Conor vs. Finding a Misbehaving Query

(well, one case of it – the topic is too large for a blog post, so I will focus)

I will paraphrase a question I received over the weekend from a SQL Server user:

“My server is doing fine.  all of a sudden CPU use goes to 100% and stays there.  If I do dbcc freeproccache, things get better right away.”

The fun part about problems like this is that there isn’t quite enough information to know for sure what is wrong.  So, we get to go hunting a bit.  This blog post will cover how I would hunt down a problem like this. 

Let’s start with a few basic assumptions:

* many applications have very regular query patterns – the queries are all fixed in stored procedures, and ad hoc SQL is minimal.  Even the ad hoc sql may be fairly regular such that the query plans are consistent.

* For OLTP applications, most of the operations do not scale linearly with the size of the data.  So, you are not doing a batch job to load some variable amount of data into a machine each day.  Instead, you are running many, many small transactions and your load factor is reasonably stable (such that you can make statements like “CPU was good today” and “CPU is bad now”)

With applications in this category, often you are also in a position to take a performance baseline, meaning that you capture the query plans + dm_exec_query_stats data over a period of time when the application is performing well.  Yes, you’d have to go do this by hand, but it is not too hard to query DMVs and store them off somewhere.  If I were a DBA, I would have this on every system I was supposed to maintain.  (You can capture similar information from SQL Profiler as well, but the key bits of information are the query plans and some information about the runtimes of each query.  The second part is easier with the DMV approach).

Now, when CPU goes to 100%, I would go run my script again and capture the data for the system when it is bad.  now you just need to go find the thing that has changed.  If DBCC FREEPROCCACHE fixes things, then you likely have a query plan choice issue and flushing the cache fixed things.  However, it would be really nice to KNOW.

 

OK, so let’s assume that you don’t have this information.  Say you are sent in cold to look at a system that has no history.  The best you can do is to look for the slow parts and to examine the plans for those slow queries.  (I personally have the additional benefit of seeing lots of systems, so I can often just guess the problem based on how frequently I see each issue).  I will try guessing.

Often, when I see plan flips that go away when the plan is recompiled, it is an issue with parameter sniffing.  I’ve blogged about the quirks of the existing product’s parameter sniffing behavior before, and this can cause problems to some applications.  The most common plan change I see would be something like this:

(inside of a stored procedure where @p is passed as an argument to the sproc)

SELECT * FROM MyTable WHERE col = @p

The parameter @p will be compiled with the value that was passed into the stored procedure scope @p when the stored procedure was initially compiled.  Additionally, the column col has some very frequent values.  We have the pieces now to hit a parameter sensitive plan issue.
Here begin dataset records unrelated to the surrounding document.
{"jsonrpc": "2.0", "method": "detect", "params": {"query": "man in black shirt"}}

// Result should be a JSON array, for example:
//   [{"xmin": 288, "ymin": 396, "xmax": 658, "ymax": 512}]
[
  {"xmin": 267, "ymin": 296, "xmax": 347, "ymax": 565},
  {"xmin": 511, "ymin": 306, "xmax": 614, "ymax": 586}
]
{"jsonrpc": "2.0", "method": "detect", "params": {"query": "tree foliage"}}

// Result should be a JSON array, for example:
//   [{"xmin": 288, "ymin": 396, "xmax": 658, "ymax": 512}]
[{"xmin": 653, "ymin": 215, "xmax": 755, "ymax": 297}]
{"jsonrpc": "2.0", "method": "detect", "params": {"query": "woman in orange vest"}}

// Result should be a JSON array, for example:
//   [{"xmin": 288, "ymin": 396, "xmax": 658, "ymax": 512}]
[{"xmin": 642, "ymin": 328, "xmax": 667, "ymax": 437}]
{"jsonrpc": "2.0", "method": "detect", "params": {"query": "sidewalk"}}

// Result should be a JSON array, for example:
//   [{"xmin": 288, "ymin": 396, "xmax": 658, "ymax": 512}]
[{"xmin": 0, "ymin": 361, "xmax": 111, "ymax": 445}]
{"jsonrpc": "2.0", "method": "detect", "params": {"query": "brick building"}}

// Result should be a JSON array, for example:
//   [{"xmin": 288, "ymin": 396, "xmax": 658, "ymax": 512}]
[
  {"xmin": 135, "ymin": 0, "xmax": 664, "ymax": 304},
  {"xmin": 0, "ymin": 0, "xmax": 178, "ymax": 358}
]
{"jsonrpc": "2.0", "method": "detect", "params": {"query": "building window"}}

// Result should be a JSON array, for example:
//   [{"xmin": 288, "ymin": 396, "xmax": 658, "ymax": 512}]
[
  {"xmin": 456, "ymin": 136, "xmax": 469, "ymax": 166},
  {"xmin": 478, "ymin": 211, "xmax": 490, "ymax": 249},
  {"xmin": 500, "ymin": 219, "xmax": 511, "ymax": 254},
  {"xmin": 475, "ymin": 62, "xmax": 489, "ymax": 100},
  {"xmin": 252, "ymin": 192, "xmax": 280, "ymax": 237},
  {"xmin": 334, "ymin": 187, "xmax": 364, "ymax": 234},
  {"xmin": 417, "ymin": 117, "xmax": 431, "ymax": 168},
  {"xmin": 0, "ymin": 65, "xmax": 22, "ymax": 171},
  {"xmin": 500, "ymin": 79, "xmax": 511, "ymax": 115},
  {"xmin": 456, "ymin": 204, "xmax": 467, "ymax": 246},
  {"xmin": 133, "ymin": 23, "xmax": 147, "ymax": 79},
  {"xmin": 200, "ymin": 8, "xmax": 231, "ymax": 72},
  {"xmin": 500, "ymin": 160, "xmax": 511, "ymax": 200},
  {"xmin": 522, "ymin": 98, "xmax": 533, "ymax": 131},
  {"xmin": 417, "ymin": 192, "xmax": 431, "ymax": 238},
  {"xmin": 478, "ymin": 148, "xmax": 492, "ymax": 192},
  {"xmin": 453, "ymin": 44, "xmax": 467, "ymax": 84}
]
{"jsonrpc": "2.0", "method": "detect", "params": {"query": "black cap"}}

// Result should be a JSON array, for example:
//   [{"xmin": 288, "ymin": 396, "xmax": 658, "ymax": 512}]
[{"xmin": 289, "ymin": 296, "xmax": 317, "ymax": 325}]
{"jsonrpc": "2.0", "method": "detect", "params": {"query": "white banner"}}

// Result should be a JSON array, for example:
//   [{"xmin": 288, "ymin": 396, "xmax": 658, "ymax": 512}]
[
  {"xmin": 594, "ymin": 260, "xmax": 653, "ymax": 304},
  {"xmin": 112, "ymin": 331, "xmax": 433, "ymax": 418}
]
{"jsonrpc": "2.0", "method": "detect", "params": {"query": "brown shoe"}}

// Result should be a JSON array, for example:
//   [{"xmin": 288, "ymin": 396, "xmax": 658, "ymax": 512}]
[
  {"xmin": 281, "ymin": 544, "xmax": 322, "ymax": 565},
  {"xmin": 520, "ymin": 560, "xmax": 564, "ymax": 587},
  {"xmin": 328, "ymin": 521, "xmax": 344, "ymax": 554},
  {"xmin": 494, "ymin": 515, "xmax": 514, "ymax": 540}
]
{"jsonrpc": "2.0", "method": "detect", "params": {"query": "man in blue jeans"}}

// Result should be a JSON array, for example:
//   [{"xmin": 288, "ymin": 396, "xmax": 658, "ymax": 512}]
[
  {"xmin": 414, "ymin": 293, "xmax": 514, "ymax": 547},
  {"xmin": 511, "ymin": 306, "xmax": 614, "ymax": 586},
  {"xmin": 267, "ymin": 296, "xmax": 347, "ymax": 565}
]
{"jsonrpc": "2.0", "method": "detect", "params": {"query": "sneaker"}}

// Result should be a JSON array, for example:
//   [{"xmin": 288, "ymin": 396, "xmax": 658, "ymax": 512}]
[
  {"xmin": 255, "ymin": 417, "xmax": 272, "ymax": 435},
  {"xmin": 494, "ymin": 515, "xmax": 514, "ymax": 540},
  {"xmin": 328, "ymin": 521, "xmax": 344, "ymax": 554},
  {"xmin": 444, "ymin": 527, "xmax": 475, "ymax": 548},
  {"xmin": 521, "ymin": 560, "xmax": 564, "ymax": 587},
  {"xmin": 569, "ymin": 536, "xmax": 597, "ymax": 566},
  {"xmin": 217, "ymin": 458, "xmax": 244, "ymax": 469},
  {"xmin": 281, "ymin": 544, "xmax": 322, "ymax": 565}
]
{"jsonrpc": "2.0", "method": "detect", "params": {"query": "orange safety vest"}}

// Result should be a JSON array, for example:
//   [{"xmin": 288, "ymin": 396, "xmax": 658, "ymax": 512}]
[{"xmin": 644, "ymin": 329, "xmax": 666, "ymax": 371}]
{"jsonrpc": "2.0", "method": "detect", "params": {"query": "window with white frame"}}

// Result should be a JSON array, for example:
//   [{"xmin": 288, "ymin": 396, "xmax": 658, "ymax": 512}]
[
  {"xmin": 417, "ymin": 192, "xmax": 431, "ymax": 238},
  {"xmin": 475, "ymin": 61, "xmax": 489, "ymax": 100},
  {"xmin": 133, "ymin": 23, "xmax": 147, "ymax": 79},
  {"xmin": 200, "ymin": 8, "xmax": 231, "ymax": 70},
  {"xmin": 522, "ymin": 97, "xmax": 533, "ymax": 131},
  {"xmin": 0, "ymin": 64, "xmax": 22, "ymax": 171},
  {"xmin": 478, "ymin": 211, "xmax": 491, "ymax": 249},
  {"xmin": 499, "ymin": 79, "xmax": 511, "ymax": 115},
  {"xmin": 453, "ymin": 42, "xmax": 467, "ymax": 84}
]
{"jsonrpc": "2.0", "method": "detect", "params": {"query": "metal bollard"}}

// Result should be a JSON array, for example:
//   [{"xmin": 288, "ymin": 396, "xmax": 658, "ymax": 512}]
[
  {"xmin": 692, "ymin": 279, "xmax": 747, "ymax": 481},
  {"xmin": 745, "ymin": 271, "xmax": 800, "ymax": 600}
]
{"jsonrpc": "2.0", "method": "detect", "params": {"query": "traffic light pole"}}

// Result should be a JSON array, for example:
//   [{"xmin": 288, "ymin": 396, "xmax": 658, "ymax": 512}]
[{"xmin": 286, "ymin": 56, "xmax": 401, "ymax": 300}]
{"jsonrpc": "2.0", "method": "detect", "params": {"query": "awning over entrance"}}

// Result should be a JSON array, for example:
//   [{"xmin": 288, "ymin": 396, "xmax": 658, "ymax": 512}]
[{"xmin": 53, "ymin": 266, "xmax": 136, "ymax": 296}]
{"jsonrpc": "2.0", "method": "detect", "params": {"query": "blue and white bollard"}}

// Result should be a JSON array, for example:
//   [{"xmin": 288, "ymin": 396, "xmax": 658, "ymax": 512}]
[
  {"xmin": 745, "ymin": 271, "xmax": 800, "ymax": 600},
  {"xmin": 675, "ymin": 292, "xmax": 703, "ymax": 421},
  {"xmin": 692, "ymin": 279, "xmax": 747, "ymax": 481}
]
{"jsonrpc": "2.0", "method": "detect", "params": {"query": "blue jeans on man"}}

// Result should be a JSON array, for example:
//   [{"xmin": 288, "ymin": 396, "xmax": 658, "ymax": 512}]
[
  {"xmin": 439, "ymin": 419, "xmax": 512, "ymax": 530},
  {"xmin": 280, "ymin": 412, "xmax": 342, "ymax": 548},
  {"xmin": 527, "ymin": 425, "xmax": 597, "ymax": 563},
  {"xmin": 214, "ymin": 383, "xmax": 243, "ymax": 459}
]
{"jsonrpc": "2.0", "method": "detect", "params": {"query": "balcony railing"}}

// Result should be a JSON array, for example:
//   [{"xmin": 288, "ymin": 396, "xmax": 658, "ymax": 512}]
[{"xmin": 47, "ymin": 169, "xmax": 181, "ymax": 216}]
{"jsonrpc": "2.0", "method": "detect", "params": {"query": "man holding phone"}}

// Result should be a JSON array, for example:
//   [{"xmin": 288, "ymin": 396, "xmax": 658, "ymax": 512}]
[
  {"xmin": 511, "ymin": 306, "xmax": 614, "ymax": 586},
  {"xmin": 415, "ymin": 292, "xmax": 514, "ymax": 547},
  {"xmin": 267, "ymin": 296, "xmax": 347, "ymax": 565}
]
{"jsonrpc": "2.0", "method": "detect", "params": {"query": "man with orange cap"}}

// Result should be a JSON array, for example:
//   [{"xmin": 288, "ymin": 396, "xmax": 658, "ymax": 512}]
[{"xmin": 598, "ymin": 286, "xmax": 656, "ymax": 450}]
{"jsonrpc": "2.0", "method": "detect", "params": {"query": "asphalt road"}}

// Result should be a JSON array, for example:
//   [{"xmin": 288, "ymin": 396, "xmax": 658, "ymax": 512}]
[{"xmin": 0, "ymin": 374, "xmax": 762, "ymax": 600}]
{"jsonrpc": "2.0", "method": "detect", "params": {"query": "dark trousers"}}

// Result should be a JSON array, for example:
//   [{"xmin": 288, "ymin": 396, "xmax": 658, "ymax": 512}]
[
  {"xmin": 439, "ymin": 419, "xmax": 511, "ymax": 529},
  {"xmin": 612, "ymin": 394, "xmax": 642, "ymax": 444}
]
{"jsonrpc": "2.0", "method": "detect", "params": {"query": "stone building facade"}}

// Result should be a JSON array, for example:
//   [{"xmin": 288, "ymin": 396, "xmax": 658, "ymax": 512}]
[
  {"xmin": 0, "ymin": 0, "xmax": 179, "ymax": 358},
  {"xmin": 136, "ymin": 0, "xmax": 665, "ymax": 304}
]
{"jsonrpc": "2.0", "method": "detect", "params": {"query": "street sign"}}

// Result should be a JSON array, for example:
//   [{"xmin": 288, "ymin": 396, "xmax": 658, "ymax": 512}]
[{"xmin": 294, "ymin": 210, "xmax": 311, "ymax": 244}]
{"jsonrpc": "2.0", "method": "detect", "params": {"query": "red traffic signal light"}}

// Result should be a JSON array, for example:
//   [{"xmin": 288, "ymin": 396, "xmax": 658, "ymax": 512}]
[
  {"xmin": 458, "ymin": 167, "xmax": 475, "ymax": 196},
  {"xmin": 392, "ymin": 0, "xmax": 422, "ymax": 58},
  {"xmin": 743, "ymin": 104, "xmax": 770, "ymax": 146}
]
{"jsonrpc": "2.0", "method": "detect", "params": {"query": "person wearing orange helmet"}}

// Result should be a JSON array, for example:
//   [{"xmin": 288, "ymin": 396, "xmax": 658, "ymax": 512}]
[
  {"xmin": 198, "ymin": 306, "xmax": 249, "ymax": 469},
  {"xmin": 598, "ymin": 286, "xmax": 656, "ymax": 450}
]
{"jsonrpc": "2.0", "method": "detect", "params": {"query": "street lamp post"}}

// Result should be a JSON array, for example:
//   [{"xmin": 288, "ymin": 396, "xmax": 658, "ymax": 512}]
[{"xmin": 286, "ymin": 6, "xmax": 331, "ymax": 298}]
Sometimes, the value passed to @p is highly selective and the optimizer will sniff the value and decide to generate a plan that seeks on an index MyTable (perhaps also doing a fetch back to the base table to get the columns not in the index).  This works great if the WHERE clause only selects a very small number of rows. 

Other times, the value passed to @p will be non-selective.  If the optimizer uses this predicate, it determines that the number of rows to be returned from the filter are high enough that doing bookmark lookups is not the best plan choice for this value (bookmark lookups are random IOs on rotational media, and these are slower than sequential scans of pages off the disk).  So, there is a tipping point where the optimizer will pick a scan plan and just filter rows coming off the scan.

 

The optimizer does not really have a good notion of the calling pattern for future values of the parameter.  So, it caches the plan and just uses it.  It does not have logic in SQL 2008 R2 or below to do anything when the calling pattern differs from the value sniffed during compilation.  So, if you get the seek plan and you often query for parameter values that return many rows, this can cause the query to run more slowly (either with more IO for a cold cache or with more CPU for a warm cache).  The scan plan can cause CPU to go higher based on the calling pattern as well. 

So, my guess is that this is a parameter sniffing problem where the calling pattern differs greatly from the value sniffed during compilation.  (I may be completely wrong, but this is probably the most common issue I see when people start a conversation like this with me).

The last part is to find the smoking gun – let’s prove it.  I like to do this by running the query with each parameter value and recording runtimes, if possible.  This can reproduce the 100% CPU issue if you do it with enough calls.  If you have found the query, then you need to get the SHOWPLAN XML out and look at the text of it.  In there, the QP will record the sniffed parameter values used during compilation.  This should be enough to track down the query plan flip-flopping.

Once you have found the guilty query plan, I would usually hint it.  Most customers have a specific plan they like – often the “seek” plan,  While there may be some cases where the seek plan is suboptimal, they are often less bad than the scan plan (especially for big tables).  So, if you are willing to have the semantics of the seek plan, then force the seek plan (either with a plan guide, an OPTIMIZE FOR @p=<value> hint, or even using the FORCESEEK hint if you have a single column index seek).  Note that FORCESEEK does not do every kind of seek you might want, so please research it before blindly applying it.

If you actually need two query plans, then you may need to write T-SQL code to split the cases based on the values of @p such that there are two cache entries and each one gets the plan shape you want.  I see this very infrequently, but it does happen. 

Happy Querying!

Conor